En 15 ans de fréquentations assidues, j'ai planché 85%  du temps. Si j'enlève les journées de vent léger où je fais de la 6.6 ou de la 7.4,  ce pourcentage tombe à 70%. Si j'adoptais l'attitude "Just say no to 5.0", mon pourcentage tomberait sous la barre des 50%.

Le tableau suivant vous donne une bonne idée du vent réel aux Gorges.  Il montre les voiles que j'ai utilisées de 2010 à 2013.  J'ai une petite tendance à naviguer sur-toilé, mais je dirais que ça ressemble pas mal à ce qu'un gars efficace de 175 livres (80 kg)  utiliserait.


Une question difficile à répondre: c'est quand le meilleur temps pour aller aux Gorges?

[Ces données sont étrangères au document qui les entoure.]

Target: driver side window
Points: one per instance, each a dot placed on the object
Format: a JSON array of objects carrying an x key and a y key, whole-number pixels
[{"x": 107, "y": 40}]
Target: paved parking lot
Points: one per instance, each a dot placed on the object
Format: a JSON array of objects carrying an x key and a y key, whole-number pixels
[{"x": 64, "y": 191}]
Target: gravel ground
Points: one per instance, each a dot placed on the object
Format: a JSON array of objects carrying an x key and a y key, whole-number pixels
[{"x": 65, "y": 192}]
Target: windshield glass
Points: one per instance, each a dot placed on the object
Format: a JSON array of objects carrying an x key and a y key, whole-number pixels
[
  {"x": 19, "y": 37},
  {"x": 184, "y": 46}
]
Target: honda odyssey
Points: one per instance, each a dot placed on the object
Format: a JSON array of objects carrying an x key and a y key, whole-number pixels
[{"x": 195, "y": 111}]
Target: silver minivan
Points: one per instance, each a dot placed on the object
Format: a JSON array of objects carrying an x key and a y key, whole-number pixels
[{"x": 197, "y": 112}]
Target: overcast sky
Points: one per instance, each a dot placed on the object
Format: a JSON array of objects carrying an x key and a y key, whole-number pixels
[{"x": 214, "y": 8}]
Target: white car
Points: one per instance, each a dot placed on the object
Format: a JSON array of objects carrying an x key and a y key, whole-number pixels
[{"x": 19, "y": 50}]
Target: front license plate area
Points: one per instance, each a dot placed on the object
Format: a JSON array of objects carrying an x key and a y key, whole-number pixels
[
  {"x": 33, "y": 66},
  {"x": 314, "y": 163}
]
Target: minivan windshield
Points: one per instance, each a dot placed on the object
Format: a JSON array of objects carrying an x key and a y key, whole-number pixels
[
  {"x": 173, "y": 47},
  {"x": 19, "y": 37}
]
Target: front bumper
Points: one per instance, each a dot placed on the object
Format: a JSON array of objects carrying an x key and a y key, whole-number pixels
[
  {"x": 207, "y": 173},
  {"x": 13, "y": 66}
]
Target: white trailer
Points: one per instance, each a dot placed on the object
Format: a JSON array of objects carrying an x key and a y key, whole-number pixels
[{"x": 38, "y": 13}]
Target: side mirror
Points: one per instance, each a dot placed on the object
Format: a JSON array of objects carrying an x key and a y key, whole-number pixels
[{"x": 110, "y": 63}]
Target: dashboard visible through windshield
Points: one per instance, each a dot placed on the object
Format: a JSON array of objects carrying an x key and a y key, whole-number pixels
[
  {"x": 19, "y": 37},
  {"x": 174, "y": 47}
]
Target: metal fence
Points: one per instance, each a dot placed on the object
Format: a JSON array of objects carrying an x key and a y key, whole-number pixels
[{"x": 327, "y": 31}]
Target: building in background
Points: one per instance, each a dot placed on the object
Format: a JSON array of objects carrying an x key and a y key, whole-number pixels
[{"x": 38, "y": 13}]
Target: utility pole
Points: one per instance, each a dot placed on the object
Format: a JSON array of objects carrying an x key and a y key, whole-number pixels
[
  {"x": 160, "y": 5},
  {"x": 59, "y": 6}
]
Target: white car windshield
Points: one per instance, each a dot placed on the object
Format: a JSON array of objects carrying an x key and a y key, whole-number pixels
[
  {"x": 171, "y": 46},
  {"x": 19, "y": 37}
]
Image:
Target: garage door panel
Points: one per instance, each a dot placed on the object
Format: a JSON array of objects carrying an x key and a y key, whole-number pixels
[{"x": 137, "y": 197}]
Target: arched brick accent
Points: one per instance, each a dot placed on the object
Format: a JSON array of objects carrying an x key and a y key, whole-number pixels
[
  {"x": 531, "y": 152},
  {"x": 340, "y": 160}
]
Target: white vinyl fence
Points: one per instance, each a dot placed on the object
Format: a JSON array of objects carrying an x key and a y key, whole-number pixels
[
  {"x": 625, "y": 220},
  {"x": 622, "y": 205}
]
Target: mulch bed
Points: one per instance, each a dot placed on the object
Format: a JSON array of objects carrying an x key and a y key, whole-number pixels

Voici mes stats de vent, semaine après semaine, pour l'année 2014, soit le nombre de journées planchées et plus précisément les journées où j'ai utilisé une voile de 5.3 et moins:




Donc, ce fut 87% de jours ventés, dont 51% de journées digne des Gorges. Cette année-là, le mois de juin fut assez exceptionnel, le mois de juillet en-deçà de la normale et le mois d'août dans les normes.

Une plus typique fut 2013:


Donc, un gros mois de juillet, mais une semaine très décevante en juin. En fait, j'avais jamais vu ça aux Gorges, une seule journée de planche en une semaine! Juin demeure quand même mon mois préféré parce qu'il y a moins de monde et que le vent a plus de chance de se rendre dans l'est, plus précisément à Roosevelt, mon spot favori. Il y quand même un risque, surtout en début de juin, lorsque l'été tarde à s'installer, comme ce fut le cas en 2013.

Donc, si je devais y aller pour un séjour plus court, je choisirais le mois de juillet, période où le thermique fonctionne habituellement à plein régime.Le mois d'août n'est pas à dédaigner non plus, le vent est plus modéré, plus concentré à Hood River, mais je dois avouer que je préfère une belle journée de 5.3/95L dans du vent relativement constant que dans de la grosse rafale comme c'est souvent le cas lors de ces grosses journées de juillet.



Car on se le cachera pas, le vent aux Gorges peut passer du meilleur au pire et vice-versa, souvent dans la même journée! C'est particulièrement vrai pour le spot fétiche des Gorges, le Hatchery. On aura l'occasion d'en reparler.